The Ramsar Convention defines ‘waterfowl’ as species of birds that are “ecologically dependent upon wetlands” and has defined “waterbird” as being synonymous with “waterfowl” for the purposes of the application of the Convention. However, in the second edition of Waterfowl Population Estimates, ‘waterfowl’ were defined more precisely as all species of the families Gaviidae, Podicipedidae, Pelecanidae, Phalacrocoracidae, Anhingidae, Ardeidae, Balaenicipitidae, Scopidae, Ciconiidae, Threskiornithidae, Phoenicopteridae, Anhimidae, Anatidae, Pedionomidae, Gruidae, Aramidae, Rallidae, Heliornithidae, Eurypygidae, Jacanidae, Rostratulidae, Dromadidae, Haematopodidae, Ibidorhynchidae, Recurvirostridae, Burhinidae, Glareolidae, Charadriidae, Scolopacidae, Thinocoridae, Laridae, Sternidae and Rynchopidae. Only a minority of wetland bird populations are excluded by this approach. Conversely, the inclusion of whole families resulted in the waterfowl list containing a few non-wetland species such as some seabirds and stone curlews. These rather minor anomalies were thought to be outweighed by the convenience of a whole-taxon approach to the definition of ‘waterfowl’ and, in particular, considering the complications that would arise from applying the definition rigidly to every species.

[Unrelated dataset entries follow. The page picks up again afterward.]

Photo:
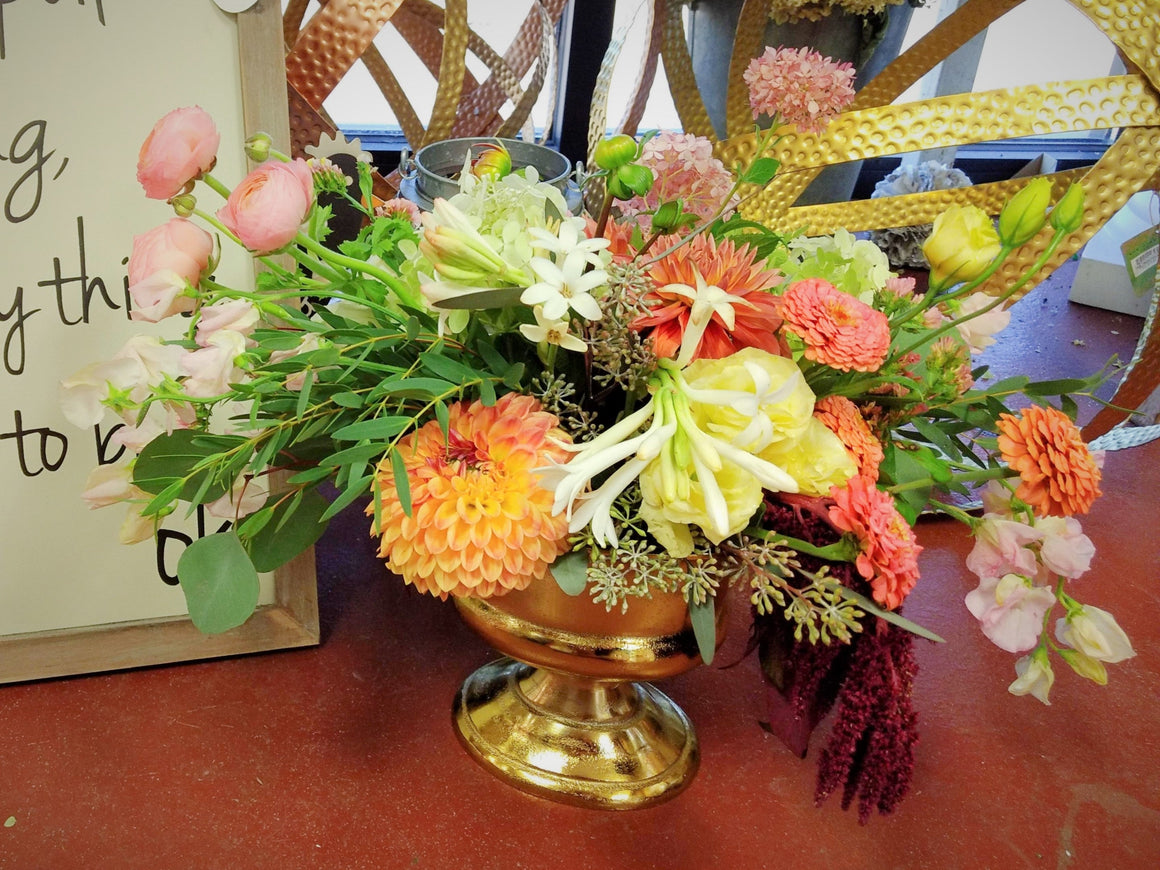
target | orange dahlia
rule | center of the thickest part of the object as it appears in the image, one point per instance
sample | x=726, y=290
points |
x=1058, y=472
x=838, y=330
x=842, y=418
x=480, y=523
x=732, y=269
x=889, y=556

Red-breasted Merganser Red-breasted Merganser, by John Anderson

The 3rd, 4th and 5th editions of Waterbird Population Estimates considers the same families of birds as were covered in the earlier editions. However, the term ‘waterbird’ implies a broader meaning than the strict definition of ‘waterfowl’ given in the second edition, and more in keeping with the Ramsar definition of ‘waterfowl’, i.e. birds that are ecologically dependent on wetlands. Many participants in the International Waterbird Census, coordinated by Wetlands International, already submit counts of wetland birds additional to the families listed above, and it has been proposed that future editions of Waterbird Population Estimates should include population estimates for these, wherever possible.

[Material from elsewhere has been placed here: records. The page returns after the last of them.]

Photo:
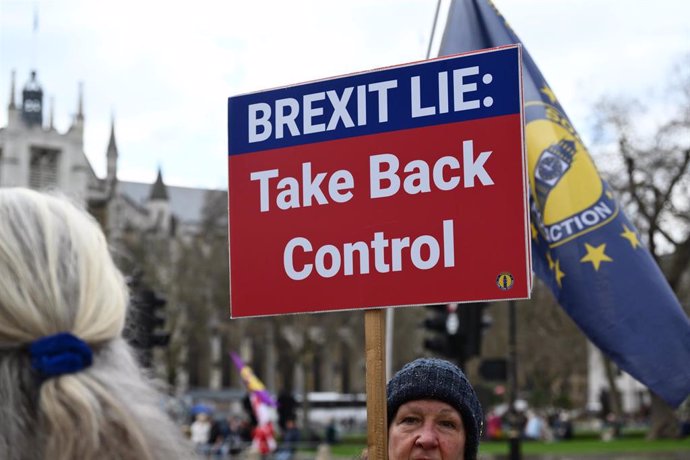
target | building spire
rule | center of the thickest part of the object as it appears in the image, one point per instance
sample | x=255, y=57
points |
x=112, y=144
x=159, y=191
x=13, y=104
x=80, y=102
x=51, y=119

One of the most logical expansions would be to include additional families of birds traditionally regarded as seabirds. Many of the species of ‘waterbirds’ currently included in Waterbird Population Estimates series are strictly marine species that would equally merit the name ‘seabird’, notably many species of cormorants (Phalacrocoracidae), gulls (Laridae) and terns (Sternidae), while many of the ‘seabirds’, currently excluded, might equally be termed ‘waterbirds’, as they make extensive use of shallow, inshore waters. Of the seabird groups, perhaps only the four families of Procellariiformes (Diomedeidae, Procellariidae, Hydrobatidae and Pelecanoididae) do not include any species that can be regarded as waterbirds. A majority of species in these families are exclusively pelagic away from the breeding sites, rarely straying into inshore waters except when storm driven. At least some of the species in the other ‘seabird’ families (Spheniscidae, Phaethontidae, Sulidae, Fregatidae, Stercorariidae and Alcidae) make use of shallow, inshore waters, and could therefore be considered ‘waterbirds’ appropriate for inclusion in Waterbird Population Estimates. It has therefore been proposed that, for the sake of consistency, future editions of Waterbird Population Estimates should include at least these groups of seabirds. A proposal was also made in the 4th edition of the AEWA Conservation Status Review to include migratory seabird populations, and these populations have since been included in subsequent publications of the CSR.

The first four editions of Waterbird Population Estimates were restricted to native populations of waterbirds occurring in a natural, wild state, and did not include those populations of waterbirds that have been introduced outside their natural range, either deliberately or accidentally, by humans. This approach has been retained in the 5th edition. However, it is recognised that some artificially introduced populations of waterbirds can have a negative impact on native populations of other species. The accidental introduction of the North American Ruddy Duck Oxyura jamaicensis into the wild in Europe and the threat which this is now posing to the already Globally Threatened White-headed Duck Oxyura leucocephala has been well documented. It has therefore been proposed that future editions of Waterbird Population Estimates will include established populations of non-native waterbirds, so that their status can be monitored more closely. Established populations of non-native species could be defined as those populations that have been self-supporting in the wild state for at least 10–15 generations, to exclude those frequent but unsuccessful breeding attempts by recent escapes from captivity. All participants in the International Waterbird Census are encouraged to submit counts of non-native waterbirds, and contributors to the next edition of Waterbird Population Estimates will be requested to provide estimates for these populations. For such populations, however, 1% thresholds will not be published, since the Ramsar Convention has indicated (Resolution VII 11) that such non-native species should not be used as part of a supporting case for classification of a wetland of international importance.